Sly stops me with a growl. “Sit down.”

“I’m not gonna be able to do any fill in spots with the porn thing.”

He nods. “Told you that was your decision.”

I scoff and drop into a chair. “Sometimes nothin’ around here feels like my decision.”

Sly slumps back in his chair and nods to my cut. “That how you feel about getting that patch?”

I rub my hand across my chest, just over my heart, and then close my fist over the leather lapel. “Been wantin’ this for a long fuckin’ time. Been my sole focus for the last year.” I meet Sly’s eyes. “Bein’ a King is everything I’ve wanted.”

“And now?”

“Now I know there’s something else. I’m hoping the two aren’t mutually exclusive.”

“How’d things go this weekend?”

“I had some problems, but I took care of it.” It’s not a lie.

“Tell me.”

So I tell him the truth—all of it. I know better than to hold anything back this time. When I’m done, it’s kind of a relief to have it off my shoulders. I’ve made peace with the fact that the man’s gonna do what he’s gonna do. I’m either in or out. And if I’m not good enough, then I’ll have to be satisfied that I gave it my all and did everything I could to prove myself.

Sly hears everything I did to take care of making sure that money made it to the club. How I was shot. How Kami was battered. And how a traitorous stripper needed to be dealt with.

He’s quiet a long moment, then rocks forward in his chair. “I appreciate your honesty. You didn’t have to tell me any of that. Some men wouldn’t have had the guts to come clean. Fact that you did proves I can trust you.” He leans forward and steeples his hands, elbows on the desk. “I like the fact that you took care of business, got the club’s money back and took care of the ones who dared to cross us. I know your patch was on the line, so you did what you did. But next time you bring that shit to the club first. Understand?”

I nod, my brain still hung up on the words next time. There’s going to be a next time. “Yes, sir.”

“And your sister?”

“We both know she’s not my sister. Now she’s gone.”

“And that’s a problem for you, I take it.”

“It was also supposed to be temporary, her and me.”

“Now you want more.”

I look up and meet his eyes. “Yeah. Now I want more. She changed everything.”

“Hopefully, not everything.”

“I don’t know… Hell, she’s got me so fucking in knots.”

“Sorry to hear that. Saint, are you under the impression you can’t have an ol’ lady?”

I shrug. “Kind of hard to find the time for that, right?”

“True. But that’s up to you.”

“Thanks. You gonna need me for the next day or two?”

“You goin’ after her?”

I shrug again.

“Be a fool if you didn’t. Heard tell that girl’s something special. Heard tell she’s also head over heels for you.”

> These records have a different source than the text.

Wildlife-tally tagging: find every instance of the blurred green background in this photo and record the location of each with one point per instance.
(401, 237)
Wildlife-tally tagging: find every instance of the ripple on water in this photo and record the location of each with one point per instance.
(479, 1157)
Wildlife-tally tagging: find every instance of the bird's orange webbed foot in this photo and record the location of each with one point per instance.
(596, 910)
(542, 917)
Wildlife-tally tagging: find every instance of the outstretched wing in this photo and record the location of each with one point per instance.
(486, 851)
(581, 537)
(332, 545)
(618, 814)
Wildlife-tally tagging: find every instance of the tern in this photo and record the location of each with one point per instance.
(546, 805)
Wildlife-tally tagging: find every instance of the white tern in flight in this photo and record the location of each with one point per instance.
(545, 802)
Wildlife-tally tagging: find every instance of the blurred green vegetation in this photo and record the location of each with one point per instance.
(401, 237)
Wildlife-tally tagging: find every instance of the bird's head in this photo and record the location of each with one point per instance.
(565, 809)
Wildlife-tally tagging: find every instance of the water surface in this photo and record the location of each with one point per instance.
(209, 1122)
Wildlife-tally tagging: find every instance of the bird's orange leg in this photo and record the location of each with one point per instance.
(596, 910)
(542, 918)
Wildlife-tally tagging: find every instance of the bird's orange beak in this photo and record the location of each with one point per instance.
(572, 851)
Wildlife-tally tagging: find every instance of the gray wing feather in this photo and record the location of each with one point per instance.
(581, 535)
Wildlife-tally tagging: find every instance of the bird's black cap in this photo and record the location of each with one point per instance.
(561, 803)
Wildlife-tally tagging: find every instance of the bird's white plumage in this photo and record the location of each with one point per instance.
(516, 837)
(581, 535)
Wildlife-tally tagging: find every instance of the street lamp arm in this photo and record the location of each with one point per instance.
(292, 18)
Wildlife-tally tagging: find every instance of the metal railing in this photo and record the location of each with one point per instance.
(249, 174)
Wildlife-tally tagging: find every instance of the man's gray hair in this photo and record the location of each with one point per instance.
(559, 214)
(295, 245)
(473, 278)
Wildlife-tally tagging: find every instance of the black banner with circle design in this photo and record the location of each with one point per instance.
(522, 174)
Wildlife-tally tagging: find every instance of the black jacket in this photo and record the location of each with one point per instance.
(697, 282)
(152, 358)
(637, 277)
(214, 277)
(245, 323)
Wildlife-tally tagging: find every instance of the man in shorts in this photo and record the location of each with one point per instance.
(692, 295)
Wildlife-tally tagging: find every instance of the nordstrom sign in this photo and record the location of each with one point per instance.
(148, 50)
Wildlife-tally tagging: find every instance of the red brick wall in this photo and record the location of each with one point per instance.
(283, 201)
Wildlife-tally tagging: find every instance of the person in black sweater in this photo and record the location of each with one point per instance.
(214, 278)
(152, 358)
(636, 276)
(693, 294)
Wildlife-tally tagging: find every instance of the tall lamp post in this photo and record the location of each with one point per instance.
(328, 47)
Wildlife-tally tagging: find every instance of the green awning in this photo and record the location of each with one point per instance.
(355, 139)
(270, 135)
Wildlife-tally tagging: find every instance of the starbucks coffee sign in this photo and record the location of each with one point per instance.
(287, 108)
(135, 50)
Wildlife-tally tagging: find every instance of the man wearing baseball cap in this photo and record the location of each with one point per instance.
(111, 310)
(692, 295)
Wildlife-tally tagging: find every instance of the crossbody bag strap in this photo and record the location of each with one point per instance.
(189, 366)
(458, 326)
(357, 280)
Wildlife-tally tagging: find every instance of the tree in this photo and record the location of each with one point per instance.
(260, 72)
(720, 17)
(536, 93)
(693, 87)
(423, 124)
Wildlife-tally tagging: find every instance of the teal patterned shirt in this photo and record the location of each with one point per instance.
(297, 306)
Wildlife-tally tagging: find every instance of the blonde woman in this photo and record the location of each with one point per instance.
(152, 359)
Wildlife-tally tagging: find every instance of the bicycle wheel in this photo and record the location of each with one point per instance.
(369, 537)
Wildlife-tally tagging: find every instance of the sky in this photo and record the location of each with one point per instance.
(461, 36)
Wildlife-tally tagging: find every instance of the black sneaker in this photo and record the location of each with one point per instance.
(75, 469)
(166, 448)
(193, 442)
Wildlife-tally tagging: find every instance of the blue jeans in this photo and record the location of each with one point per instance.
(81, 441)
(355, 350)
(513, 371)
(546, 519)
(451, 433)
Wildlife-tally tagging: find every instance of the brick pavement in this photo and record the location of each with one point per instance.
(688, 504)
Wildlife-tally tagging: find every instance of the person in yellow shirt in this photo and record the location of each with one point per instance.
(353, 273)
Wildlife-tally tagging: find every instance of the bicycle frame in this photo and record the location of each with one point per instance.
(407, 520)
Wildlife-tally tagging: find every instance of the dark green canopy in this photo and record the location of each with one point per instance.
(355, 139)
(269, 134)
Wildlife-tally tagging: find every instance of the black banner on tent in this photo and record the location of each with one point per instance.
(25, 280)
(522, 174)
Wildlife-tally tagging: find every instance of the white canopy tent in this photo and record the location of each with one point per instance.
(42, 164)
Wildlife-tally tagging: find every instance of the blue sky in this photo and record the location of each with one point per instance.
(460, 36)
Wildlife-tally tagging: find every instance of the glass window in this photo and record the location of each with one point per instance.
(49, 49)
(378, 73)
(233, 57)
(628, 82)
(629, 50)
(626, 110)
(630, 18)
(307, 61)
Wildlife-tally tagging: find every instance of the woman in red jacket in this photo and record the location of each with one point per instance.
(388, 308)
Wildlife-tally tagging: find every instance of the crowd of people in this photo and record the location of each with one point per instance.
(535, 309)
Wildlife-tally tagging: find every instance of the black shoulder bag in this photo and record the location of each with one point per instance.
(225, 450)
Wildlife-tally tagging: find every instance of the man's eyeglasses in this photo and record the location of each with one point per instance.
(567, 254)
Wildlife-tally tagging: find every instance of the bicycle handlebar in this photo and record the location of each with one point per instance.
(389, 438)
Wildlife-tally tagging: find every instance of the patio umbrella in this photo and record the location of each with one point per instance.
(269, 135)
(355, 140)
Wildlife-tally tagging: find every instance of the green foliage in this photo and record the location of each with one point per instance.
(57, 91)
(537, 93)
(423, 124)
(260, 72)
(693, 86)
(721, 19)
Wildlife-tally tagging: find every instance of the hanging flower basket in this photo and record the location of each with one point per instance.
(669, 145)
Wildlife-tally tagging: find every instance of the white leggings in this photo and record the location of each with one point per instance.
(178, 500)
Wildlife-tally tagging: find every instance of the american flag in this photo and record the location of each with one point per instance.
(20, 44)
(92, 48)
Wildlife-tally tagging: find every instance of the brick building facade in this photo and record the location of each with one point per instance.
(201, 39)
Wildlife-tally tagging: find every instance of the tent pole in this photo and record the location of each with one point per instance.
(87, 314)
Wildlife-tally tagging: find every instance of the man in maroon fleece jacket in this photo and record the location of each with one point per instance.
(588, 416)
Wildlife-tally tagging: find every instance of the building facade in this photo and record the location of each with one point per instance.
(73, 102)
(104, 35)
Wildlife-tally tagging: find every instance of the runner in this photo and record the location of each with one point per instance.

I nod because I know it’s true.

“No, I’m not gonna need you for the next few days. You need help trackin’ her down, take one of the boys with you, understand?”

“Sure. Thanks.”

“Get out of here.”

I walk outside and sit on my bike. I stare at the full moon hanging low on the horizon. I need to find my girl.

And once I find her, I just have to figure out a way to convince her that she’s everything to me, and that I deserve another chance.

 

 

CHAPTER THIRTY-THREE

 

 

Saint—

 

I sit at the long cafeteria table in the prison visiting room, my knee bouncing as I wait. I’ve tried calling Kami a million times, left countless messages, but she’s ignoring me, already beginning to cut me out of her life. I think she’s now gone so far as to turn her phone off. I curse the fact that I didn’t track her phone. I know I could report the truck stolen and get its GPS tracked, but for numerous reasons that’s out of the question. One—Kings don’t call the cops for anything. Two—she’s legally my wife, so the truck’s not stolen.